Systems that monitor and manage humidity can really help here. Most dehumidifiers work by drawing hot air over a low-temperature coil that causes water vapour to condense and drip down – as water – into a removable container.

Smart dehumidifiers can run automatically to maintain a target humidity and provide useful data on air quality, while being easy to operate. As with smart AC systems, the ideal model is quick-working but quiet but another major issue is the size of the tank used to collect water. Obviously, the bigger that is, the longer the dehumidifier can run.

The Telegraph recently judged the Midea Cube to be the best smart dehumidifier on the market. As well as its smart tech features, this stylish device can hold 11 litres of water, but when not in use collapses down for easy storage. 

There are two basic types of humidifier for adding moisture to a room:

  • Ultrasonic humidifiers use high-frequency sound waves to produce a fine mist that adds moisture to the air. These kinds of humidifier tend to be smaller, quieter to run and don’t need a filter – reducing the need for maintenance.
  • Evaporative humidifiers aim a fan on a container of water to make it evaporate more quickly, producing humid mist. Such units tend to be bulkier, noisier and yet less expensive to buy than ultrasonic humidifiers.

The quick, quiet Levoit LV600S Smart Hybrid Ultrasonic Humidifier is a very popular model. The smart tech makes it easy to use, maintain and clean. It will even remind you when it needs cleaning.

These solutions are relatively large but some smart tech can be very small.

Smart sensors

These are a simpler, cheaper alternative to smart AC. The sensors let you know – by sounding an alarm or sending an alert to your phone – when there are high levels of airborne pollutants. You can then respond by, for example, opening a window.

A commonly used type detects carbon monoxide (CO), which is an otherwise colourless, odourless but deadly gas. The Google Nest Protect detector is a market-leading smart device that features an industrial-grade smoke and CO sensor that will last for up to a decade. App control means any alert can be silenced easily, without having to stand on a chair. The main issue here is that smart sensors only alert you to the issue; you then have to deal with it.

Smart ventilation

Ventilation is different from air conditioning in that it draws fresh air from outside into the building to replace the stale air inside. In cycling the air in this way, any pollutants, smells etc in the building are discarded. These systems are also good at eliminating condensation.
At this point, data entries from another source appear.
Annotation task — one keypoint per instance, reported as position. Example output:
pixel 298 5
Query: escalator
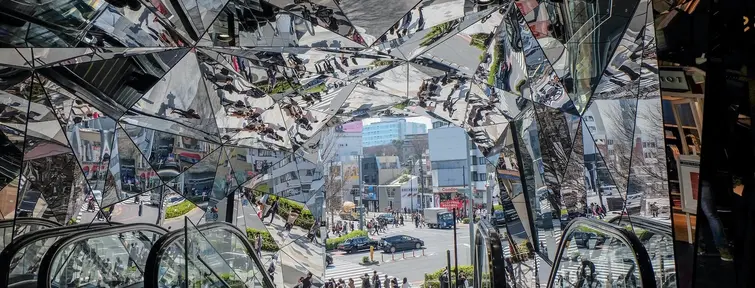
pixel 19 261
pixel 595 253
pixel 15 227
pixel 489 263
pixel 114 256
pixel 215 254
pixel 657 238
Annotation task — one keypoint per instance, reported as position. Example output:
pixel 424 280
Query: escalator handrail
pixel 151 271
pixel 6 256
pixel 655 227
pixel 29 221
pixel 645 266
pixel 45 267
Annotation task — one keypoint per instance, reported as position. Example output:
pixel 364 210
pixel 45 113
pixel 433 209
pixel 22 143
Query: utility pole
pixel 421 182
pixel 470 203
pixel 359 195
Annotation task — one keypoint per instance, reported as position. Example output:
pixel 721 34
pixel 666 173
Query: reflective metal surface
pixel 158 111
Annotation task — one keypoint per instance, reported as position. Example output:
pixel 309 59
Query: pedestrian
pixel 307 281
pixel 272 210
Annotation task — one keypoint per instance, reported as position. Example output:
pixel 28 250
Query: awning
pixel 191 155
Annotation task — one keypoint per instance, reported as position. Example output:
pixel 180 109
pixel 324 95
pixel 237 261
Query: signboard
pixel 451 204
pixel 449 189
pixel 689 179
pixel 673 80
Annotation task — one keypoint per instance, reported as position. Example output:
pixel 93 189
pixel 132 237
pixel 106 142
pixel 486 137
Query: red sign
pixel 451 204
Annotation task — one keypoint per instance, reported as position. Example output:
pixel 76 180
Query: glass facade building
pixel 180 143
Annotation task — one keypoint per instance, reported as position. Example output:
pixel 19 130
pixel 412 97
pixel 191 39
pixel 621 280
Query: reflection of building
pixel 385 132
pixel 292 178
pixel 454 169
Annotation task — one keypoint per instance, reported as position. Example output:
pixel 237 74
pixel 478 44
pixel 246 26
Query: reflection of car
pixel 357 244
pixel 499 218
pixel 387 217
pixel 400 242
pixel 582 239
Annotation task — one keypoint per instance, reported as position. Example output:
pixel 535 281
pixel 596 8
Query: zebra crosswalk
pixel 347 270
pixel 518 59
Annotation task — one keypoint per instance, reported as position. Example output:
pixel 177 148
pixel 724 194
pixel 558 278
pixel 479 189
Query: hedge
pixel 432 280
pixel 305 219
pixel 179 209
pixel 268 243
pixel 332 243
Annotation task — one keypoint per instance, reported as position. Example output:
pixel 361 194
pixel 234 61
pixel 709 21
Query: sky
pixel 420 119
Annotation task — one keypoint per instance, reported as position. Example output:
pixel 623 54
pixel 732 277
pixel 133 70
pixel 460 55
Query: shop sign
pixel 449 190
pixel 673 80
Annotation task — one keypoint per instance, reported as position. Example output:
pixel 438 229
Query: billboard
pixel 351 127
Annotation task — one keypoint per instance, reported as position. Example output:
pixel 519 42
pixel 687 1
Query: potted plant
pixel 575 256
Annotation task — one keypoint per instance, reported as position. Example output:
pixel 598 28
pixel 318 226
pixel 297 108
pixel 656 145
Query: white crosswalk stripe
pixel 345 270
pixel 519 59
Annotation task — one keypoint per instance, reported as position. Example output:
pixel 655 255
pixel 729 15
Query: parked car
pixel 400 242
pixel 582 239
pixel 357 244
pixel 499 218
pixel 387 217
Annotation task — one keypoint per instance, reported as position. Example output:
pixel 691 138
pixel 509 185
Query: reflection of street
pixel 298 256
pixel 413 265
pixel 128 212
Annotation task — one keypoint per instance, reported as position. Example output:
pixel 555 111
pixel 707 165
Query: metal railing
pixel 7 265
pixel 56 249
pixel 151 274
pixel 644 265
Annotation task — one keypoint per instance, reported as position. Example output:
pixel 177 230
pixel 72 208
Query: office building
pixel 457 167
pixel 387 131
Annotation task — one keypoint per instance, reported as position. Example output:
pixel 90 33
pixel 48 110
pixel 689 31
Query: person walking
pixel 273 210
pixel 405 284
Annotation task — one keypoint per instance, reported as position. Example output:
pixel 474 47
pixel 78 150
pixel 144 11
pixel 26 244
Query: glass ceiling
pixel 125 97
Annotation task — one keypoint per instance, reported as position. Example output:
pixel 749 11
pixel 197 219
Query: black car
pixel 357 244
pixel 499 218
pixel 388 218
pixel 400 242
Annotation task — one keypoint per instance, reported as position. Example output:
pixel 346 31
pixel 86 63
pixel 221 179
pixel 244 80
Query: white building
pixel 454 169
pixel 293 178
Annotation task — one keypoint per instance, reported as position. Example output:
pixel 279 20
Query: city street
pixel 405 264
pixel 127 212
pixel 299 254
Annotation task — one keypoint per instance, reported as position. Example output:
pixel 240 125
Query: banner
pixel 689 179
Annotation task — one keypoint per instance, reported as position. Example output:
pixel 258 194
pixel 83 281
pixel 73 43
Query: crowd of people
pixel 369 281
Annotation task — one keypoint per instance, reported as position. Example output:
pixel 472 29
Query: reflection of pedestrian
pixel 708 207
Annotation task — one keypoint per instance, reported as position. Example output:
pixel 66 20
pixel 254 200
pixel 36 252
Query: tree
pixel 399 145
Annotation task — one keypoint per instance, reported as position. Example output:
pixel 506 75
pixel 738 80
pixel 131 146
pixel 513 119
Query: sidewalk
pixel 299 254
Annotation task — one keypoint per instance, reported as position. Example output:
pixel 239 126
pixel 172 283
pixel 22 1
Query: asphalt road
pixel 437 242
Smart ventilation systems can operate automatically – responsive to factors such as indoor or outdoor air quality, or the number of people in the building at one time. Again, they can provide valuable data on air quality.

For all their advantages, whole-building ventilation systems can be a sizeable investment and specialist advice should be sought.

That said, on the smaller scale there are several good, smart ventilation systems available for single-room use. For example, the Vent-Axia PureAir Sense Smart Bathroom Extractor Fan is a relatively quiet and fast-working unit with automated functions and app remote control.